Ünnemek/Ünlemek sözü ise “çağırmak, seslenmek” anlamlarında bugün ağızlarımızda yaşamaktadır. Kelimenin kökü Eski Türkçe ün “ses, seda, şöhret” anlamlarında kullanılmaktadır. Belki de çağırarak şöhretini arttır gibi bir derin anlam da barındırıyordu o zamanlar.

Üleşmek sözcüğü “bölüşmek” anlamı taşımaktadır. Eski Türkçe “üla-ş-“ (parçalamak, bölmek) sözcüğünden türemiştir. Orta Türkçede “üleşmek” biçimini aldığını görmekteyiz. Ancak standart dilde pek çok Türkçe sözcük gibi yerini Farsça “pay” ve “paylaş” sözcüklerine bırakarak ağızlarda yaşamaya devam etmektedir.

Irgalamak sözü “bir o yana bir bu yana sallamak” anlamında kullanılır. Eski Türkçe “ırga”, “ırgal”, “ırkal” gibi örneklerine rastlanır. Günümüzde “ırlamak” (ninni, türkü söylemek) gibi örneğini de görmekteyiz.

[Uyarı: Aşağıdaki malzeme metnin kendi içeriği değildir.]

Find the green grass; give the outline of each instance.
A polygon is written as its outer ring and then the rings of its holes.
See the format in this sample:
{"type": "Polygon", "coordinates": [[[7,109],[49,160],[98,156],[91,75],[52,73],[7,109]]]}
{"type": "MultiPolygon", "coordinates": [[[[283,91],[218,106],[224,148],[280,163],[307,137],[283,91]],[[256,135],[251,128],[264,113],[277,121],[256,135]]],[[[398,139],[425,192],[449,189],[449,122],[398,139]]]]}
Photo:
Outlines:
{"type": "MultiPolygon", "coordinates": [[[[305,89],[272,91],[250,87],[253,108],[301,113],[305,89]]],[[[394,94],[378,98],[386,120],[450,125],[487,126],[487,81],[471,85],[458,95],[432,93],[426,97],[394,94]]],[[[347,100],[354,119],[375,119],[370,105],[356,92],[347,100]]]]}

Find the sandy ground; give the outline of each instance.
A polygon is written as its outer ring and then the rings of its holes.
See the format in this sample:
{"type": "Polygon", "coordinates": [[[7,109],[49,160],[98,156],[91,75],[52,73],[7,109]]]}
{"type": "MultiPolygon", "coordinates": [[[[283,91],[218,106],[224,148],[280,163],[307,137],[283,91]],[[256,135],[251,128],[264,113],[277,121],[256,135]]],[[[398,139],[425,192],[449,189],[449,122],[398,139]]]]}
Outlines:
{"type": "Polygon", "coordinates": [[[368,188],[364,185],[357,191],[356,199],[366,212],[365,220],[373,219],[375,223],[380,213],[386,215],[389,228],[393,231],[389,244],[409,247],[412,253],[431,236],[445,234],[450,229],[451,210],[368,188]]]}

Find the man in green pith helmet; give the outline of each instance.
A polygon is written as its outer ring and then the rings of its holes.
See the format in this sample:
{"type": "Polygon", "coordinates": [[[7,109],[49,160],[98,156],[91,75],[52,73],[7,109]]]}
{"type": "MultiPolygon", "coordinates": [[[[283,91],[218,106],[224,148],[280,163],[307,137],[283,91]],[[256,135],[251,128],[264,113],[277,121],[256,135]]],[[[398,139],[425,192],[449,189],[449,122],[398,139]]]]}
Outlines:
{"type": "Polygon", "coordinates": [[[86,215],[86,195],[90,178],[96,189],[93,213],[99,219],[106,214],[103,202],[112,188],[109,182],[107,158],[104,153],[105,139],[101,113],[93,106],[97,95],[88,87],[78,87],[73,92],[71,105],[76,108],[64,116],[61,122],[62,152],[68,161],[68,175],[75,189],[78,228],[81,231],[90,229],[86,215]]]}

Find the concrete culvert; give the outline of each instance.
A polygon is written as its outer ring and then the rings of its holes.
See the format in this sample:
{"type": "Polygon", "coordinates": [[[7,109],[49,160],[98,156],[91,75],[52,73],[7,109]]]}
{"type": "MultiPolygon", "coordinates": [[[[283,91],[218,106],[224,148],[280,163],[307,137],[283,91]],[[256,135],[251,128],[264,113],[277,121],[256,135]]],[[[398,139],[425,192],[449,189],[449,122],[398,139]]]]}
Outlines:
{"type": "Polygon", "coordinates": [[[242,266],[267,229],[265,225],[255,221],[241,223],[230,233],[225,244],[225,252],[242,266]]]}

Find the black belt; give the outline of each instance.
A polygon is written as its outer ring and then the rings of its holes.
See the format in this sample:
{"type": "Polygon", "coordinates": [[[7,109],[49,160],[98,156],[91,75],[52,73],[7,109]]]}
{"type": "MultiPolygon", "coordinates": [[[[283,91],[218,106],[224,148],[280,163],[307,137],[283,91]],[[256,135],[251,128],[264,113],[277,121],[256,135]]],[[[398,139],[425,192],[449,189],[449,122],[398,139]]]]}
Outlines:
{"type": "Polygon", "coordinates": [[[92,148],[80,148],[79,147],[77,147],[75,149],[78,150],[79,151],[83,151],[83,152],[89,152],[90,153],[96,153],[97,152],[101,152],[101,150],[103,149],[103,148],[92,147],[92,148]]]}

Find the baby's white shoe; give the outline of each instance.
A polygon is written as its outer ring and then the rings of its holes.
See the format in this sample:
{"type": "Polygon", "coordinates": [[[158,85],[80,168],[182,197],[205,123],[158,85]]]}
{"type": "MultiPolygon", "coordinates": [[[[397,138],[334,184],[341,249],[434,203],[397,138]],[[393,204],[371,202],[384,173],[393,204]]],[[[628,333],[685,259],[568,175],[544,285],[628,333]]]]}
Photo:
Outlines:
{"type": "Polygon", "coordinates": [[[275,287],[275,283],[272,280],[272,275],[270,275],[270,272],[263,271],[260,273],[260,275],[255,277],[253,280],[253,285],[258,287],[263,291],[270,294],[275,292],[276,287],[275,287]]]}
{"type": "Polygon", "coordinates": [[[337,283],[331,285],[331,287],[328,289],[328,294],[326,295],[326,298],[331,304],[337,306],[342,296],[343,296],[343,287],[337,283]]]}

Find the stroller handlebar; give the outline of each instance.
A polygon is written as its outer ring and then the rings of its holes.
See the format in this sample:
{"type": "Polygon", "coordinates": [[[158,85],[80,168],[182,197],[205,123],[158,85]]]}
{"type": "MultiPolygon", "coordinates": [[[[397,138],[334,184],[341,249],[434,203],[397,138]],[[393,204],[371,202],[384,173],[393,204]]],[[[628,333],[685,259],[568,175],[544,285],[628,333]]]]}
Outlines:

Görüldüğü gibi yalnızca dört sözcük ile Anadolu ağızlarında olan sözcüklerin ta Orta Asya’dan 8. yüzyıl hatta belki 8. yüzyıldan da eski bir dönemden geldiğinin altını çizmemiz gerekir. Bunun gibi nice sözcüğümüz yazı dilinde yerini birçoğu yabancı olmak üzere başka sözcüklere bırakmıştır. Unutulan birçok Türkçe sözcük de bulunmaktadır. Son zamanlarda kendilerini “Youtuber” olarak nitelendiren bazı kimseler bunun gibi ağızlarımızdaki nice Türkçe sözcükleri alay konusu haline getirerek gülünç bir atmosfer yarattığını zannetmektedir. Ancak ağız özellikleri her dilde bulunur. Sanıyorum başka milletlerin insanları yöresel ağız özelliklerini mizah konusu haline getirmeyecek kadar bilinçli kimselerdir. Anadolu ağızları Türkçenin bir zenginliğidir. Her sözcüğün bir hikâyesi ve tarihi vardır. Yeter ki bunun bilincinde olalım. Saygı ve sevgilerimle…

Kaynaklar

-Tuncer Gülensoy, Türkçe El Kitabı, Akçağ Yayınları, Ankara 2000.

-Leyla Karahan, Anadolu Ağızlarının Sınıflandırılması, Türk Dil Kurumu Yayınları, Ankara, 2017.